Florida International University’s Student Support Services (SSS) program will receive a $1.3 million U.S. Department of Education grant over the next five years to ensure more students from underrepresented backgrounds excel and graduate from college.
The SSS program helps first generation, low-income, and students with disabilities remove obstacles preventing them from thriving academically. The grant will support an array of services including tutoring, financial aid advice, career and college mentoring, and other forms of assistance. Such services enhance academic success and make it more likely that students will graduate and/or pursue graduate school with the lowest possible debt. At FIU, more than half of the undergraduate student population is eligible to receive SSS services.
“Being the first person in my family to go to college made me feel like an outsider looking in when I walked around FIU’s campus. It was not until I was introduced to Student Support Services that I felt I was not alone in my daily struggles of being a low-income, minority, first-generation student. SSS truly changed my life and I hope to pay it forward,” said FIU student Josh Lovo-Morales, a nursing student expected to graduate in May 2022.

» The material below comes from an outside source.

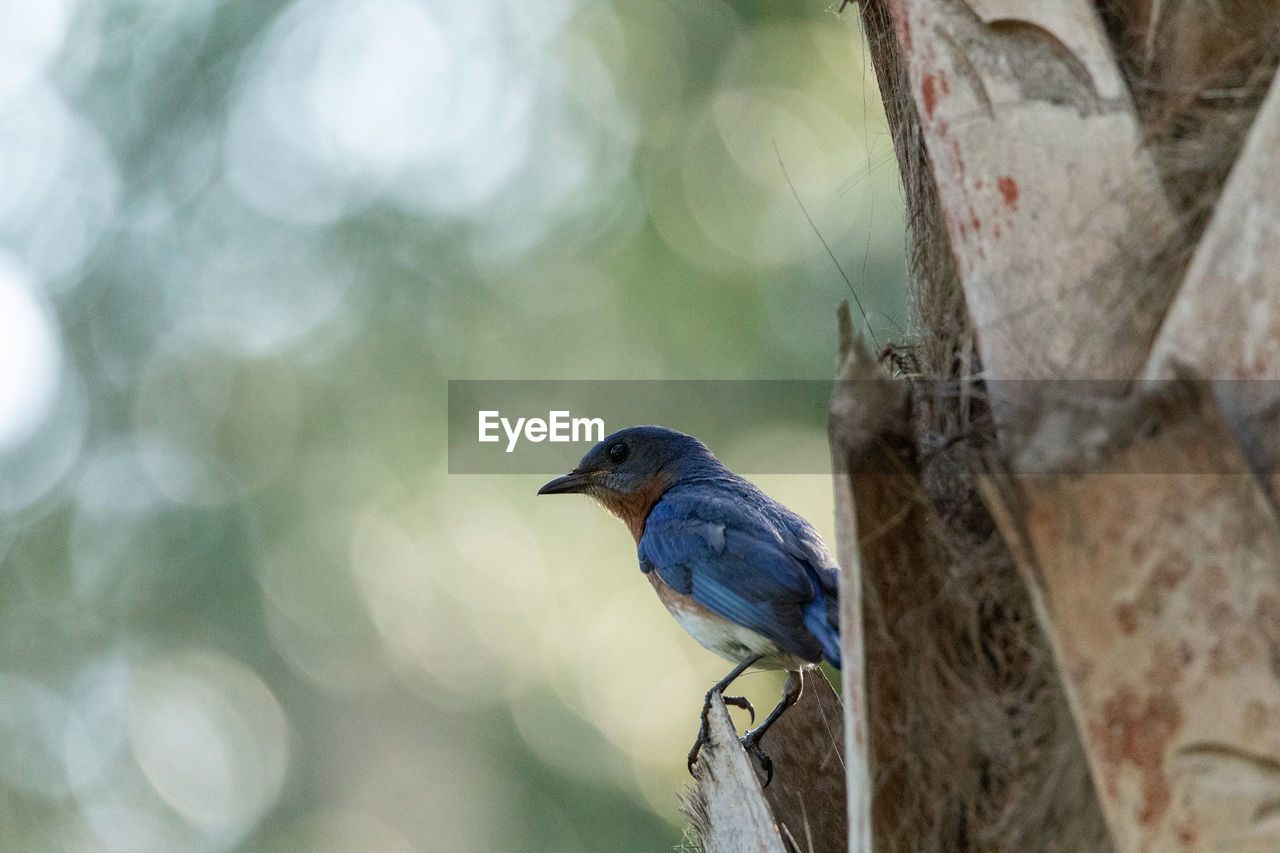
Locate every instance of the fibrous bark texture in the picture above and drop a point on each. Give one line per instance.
(1068, 555)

SSS is one of eight federal TRIO programs – named after the original three programs created in 1965 - authorized by the Higher Education Act to help students succeed in college. Since 1997, approximately 2,500 students have enrolled in FIU’s SSS program and have graduated with their bachelor’s degrees.
“While student financial aid programs help students overcome financial barriers to higher education, TRIO programs help students overcome class, social, and cultural barriers to higher education,” said Jeannette Cruz, director of the Student Support Services Program at FIU.